Niv Yaron, Half Betsi, Moshkowitz Menachem, Kariv Revital, Vilkin Alex, Levi Zohar

机构信息

Gastrointestinal Oncology Section, Israeli Gastroenterology Association.

出版信息

Harefuah. 2010 Oct;149(10):670-3, 682.

Abstract

The position paper of the GastrointestinaL Oncology Section of the Israeli Gastroenterological Association recommends specific guidelines for surveillance after polypectomy and curative resection of colorectal cancer. Periodic colonoscopy is necessary for early detection of metachronous lesions or cancer recurrence. After polypectomy of a simple hyperplasic polyp, colonoscopy is repeated in 10 years. Small adenoma dictates colonoscopy after 5-10 years. In the case of advanced adenoma, repeat coLonoscopy is to be conducted after 3 years. The personal impression of the colonoscopists may advance procedures to an earlier colonoscopy, especially after piecemeal polypectomy of a large sessile polyp.
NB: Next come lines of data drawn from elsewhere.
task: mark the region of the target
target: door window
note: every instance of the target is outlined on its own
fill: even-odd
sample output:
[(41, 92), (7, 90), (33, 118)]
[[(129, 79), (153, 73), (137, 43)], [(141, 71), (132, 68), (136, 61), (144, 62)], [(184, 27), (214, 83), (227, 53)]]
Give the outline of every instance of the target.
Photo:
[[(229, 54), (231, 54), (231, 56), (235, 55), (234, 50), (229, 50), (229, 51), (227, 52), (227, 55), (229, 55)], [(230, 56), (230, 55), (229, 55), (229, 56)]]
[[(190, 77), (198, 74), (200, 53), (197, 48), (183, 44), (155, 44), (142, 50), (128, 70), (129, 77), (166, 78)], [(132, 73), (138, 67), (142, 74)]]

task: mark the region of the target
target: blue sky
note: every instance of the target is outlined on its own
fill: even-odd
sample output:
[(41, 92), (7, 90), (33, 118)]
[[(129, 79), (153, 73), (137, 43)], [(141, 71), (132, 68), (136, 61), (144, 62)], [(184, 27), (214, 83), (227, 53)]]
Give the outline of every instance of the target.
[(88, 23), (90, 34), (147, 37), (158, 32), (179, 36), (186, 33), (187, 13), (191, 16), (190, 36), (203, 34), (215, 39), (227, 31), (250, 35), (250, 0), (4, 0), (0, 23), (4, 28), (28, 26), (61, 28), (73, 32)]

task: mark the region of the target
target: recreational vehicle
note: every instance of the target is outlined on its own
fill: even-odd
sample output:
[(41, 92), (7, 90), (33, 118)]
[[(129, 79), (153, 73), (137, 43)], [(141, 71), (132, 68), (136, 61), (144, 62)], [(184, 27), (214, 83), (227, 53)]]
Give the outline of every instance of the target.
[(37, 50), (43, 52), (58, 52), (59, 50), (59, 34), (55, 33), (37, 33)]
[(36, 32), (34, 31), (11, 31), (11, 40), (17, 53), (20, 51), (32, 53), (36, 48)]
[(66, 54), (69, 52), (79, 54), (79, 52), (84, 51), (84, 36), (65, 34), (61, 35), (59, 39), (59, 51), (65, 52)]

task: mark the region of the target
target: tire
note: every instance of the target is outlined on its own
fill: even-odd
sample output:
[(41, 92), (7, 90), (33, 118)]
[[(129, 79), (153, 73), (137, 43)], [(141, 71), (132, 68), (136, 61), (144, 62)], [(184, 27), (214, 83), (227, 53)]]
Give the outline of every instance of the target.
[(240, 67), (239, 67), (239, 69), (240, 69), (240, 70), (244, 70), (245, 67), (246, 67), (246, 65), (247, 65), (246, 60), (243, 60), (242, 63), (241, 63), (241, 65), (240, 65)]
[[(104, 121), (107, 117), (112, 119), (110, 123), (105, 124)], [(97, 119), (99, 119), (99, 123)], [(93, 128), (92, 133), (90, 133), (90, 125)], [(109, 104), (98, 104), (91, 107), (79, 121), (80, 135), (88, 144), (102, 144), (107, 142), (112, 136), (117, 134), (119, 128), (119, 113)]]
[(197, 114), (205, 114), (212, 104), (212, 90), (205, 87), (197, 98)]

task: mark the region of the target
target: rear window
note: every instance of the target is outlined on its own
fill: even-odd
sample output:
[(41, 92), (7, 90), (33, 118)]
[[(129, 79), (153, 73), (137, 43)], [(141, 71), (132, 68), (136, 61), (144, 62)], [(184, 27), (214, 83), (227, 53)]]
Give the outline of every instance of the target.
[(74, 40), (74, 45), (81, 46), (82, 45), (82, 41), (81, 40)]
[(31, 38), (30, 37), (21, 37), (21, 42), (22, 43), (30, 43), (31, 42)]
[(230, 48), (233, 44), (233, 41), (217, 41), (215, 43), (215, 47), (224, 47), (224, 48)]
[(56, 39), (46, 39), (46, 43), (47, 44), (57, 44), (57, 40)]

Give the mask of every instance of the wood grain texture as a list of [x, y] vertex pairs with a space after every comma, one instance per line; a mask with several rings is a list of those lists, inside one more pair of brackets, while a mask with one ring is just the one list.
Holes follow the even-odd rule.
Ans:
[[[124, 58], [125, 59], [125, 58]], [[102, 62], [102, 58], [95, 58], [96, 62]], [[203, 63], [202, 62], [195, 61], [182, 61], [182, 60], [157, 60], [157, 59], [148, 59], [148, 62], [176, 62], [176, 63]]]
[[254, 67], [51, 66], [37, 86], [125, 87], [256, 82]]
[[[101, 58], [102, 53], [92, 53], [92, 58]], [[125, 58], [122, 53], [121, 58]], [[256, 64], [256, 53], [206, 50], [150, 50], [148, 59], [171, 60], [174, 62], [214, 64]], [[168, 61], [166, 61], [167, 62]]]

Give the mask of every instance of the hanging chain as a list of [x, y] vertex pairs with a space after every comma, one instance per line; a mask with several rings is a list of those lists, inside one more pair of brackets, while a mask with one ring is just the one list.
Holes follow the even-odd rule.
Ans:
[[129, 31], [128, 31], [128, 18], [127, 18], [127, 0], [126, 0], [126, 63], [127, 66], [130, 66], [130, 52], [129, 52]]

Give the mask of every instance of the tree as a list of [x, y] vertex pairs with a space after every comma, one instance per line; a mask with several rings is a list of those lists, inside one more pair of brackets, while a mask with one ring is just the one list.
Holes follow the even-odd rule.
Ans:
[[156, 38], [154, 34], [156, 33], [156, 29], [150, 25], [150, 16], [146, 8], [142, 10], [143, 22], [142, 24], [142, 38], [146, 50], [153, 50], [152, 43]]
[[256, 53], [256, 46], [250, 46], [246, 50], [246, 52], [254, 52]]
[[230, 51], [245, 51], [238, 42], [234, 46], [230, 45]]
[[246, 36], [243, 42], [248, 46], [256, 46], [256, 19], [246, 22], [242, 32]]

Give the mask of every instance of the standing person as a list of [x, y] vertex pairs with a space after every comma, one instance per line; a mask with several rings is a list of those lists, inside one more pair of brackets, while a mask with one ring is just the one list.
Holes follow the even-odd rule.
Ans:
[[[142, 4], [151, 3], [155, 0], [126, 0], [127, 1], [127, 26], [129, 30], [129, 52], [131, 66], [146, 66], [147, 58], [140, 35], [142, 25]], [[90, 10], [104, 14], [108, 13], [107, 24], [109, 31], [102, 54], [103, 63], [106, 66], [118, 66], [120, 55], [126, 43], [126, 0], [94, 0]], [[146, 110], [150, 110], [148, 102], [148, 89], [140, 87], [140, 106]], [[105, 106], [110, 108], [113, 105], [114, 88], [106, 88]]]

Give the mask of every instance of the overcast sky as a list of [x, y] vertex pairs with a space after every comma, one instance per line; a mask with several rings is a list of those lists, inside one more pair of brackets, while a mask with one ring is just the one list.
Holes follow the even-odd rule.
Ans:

Fecal occult blood test or any other screening procedures are not needed after polypectomy. Colonoscopy, carcinoembrionic antigen examination (CEA) and liver imaging are necessary for surveillance after curative resection of colorectal cancer, and improve survival. Total colonoscopy should be performed before the operation or in cases with obstructive carcinoma, colonic imaging should be completed with virtual colonoscopy. Total colonoscopy should be performed 3-6 months after surgery if not conducted previously. The next follow-up is needed 3 and 5 years after the operation. After low anterior resection, the recurrence rate may be high and patients who have not undergone radiation therapy nor mesorectal resection should undergo sigmoidoscopy every 3-6 months for 2-3 years after surgery.

摘要

以色列胃肠病学协会胃肠肿瘤学分会的立场文件推荐了结直肠息肉切除术后和结直肠癌根治性切除术后监测的具体指南。定期结肠镜检查对于早期发现异时性病变或癌症复发是必要的。单纯增生性息肉切除术后,10年后重复结肠镜检查。小腺瘤在5 - 10年后需进行结肠镜检查。对于高级别腺瘤,3年后需重复结肠镜检查。结肠镜检查医生的个人判断可能会将检查提前,尤其是在对大的无蒂息肉进行分块切除术后。息肉切除术后不需要进行粪便潜血试验或任何其他筛查程序。结直肠癌根治性切除术后监测需要结肠镜检查、癌胚抗原检查(CEA)和肝脏成像,这有助于提高生存率。手术前应进行全结肠镜检查,对于梗阻性癌患者,应通过虚拟结肠镜完成结肠成像。如果术前未进行全结肠镜检查,则应在术后3 - 6个月进行。术后3年和5年需要进行下一次随访。低位前切除术后复发率可能较高,未接受放疗和直肠系膜切除的患者术后2 - 3年应每3 - 6个月进行一次乙状结肠镜检查。